Your experiment didn't work and you'd like to know why. You should contact David or Rithvik, since this codebase has lots of things working together and it's tricky to debug. If you're on your own, here's some useful tips, assuming you followed the setup and protocol instructions:

My results are bad: Profiling with Prometheus

If your results are much worse than expected, you can inspect the metrics across time collected by Prometheus. Head to your benchmark results in /mnt/nfs/tmp, go to the specific run's folder (such as 001), then run:

prometheus --config.file=<(echo "") --storage.tsdb.path=prometheus_data --web.listen-address=0.0.0.0:9090

Then, on your local computer, run the following, where <ip> is the external IP of eval-primary, assuming you can SSH into eval-primary:

ssh -L 127.0.0.1:9090:localhost:9090 <ip>

Then navigate to localhost:9090 in your browser, click the Graph tab, and check metrics. Metrics can be logged in Dedalus like so, and in Scala like so. Feel free to add your own metric measurements; they are relatively lightweight.
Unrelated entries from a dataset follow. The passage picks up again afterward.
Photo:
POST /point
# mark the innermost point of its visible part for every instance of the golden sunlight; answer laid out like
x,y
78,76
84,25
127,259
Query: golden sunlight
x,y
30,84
Workers are crashing immediately

Create a new VM instance using worker-image, and check if it has access to /mnt/nfs/tmp, and can run java and prometheus from the command line. Then, check if eval-primary can SSH into itself and also run java and prometheus with the following, replacing <username> with the username on eval-primary:

ssh -i ~/.ssh/id_ed25519 <username>@localhost java
ssh -i ~/.ssh/id_ed25519 <username>@localhost prometheus

"port already in use"

This is usually caused by:

  1. Prometheus attempted to start on a port that conflicts with other processes, because the configuration you're trying to launch is too large, as seen here. Start Prometheus on a higher port number (like the 60000s).
  2. Zombie processes from previous runs. Find them with ps aux and kill them one by one, or if you can't, restart the VM.

My quorum-based protocol is performing poorly

Try waiting for all messages to arrive (2f+1 for Paxos, for example), instead of a quorum. This should simplify garbage collection logic, and make Dedalus way more performant for some reason.

Alternatively, check if you're using a relation that is persisted with .persist in the body of any rule. Since those relations grow monotonically, the evaluation of those rules will eventually slow down over time and should be avoided.

My Dedalus has weird typing errors

Check that all your types are correct (did you put 2 different types in the same attribute of a relation, or use the same relation with a different number of attributes). If so, type inference may have failed, so you should try manual annotation, like in this example where the type of nextSlot is manually annotated.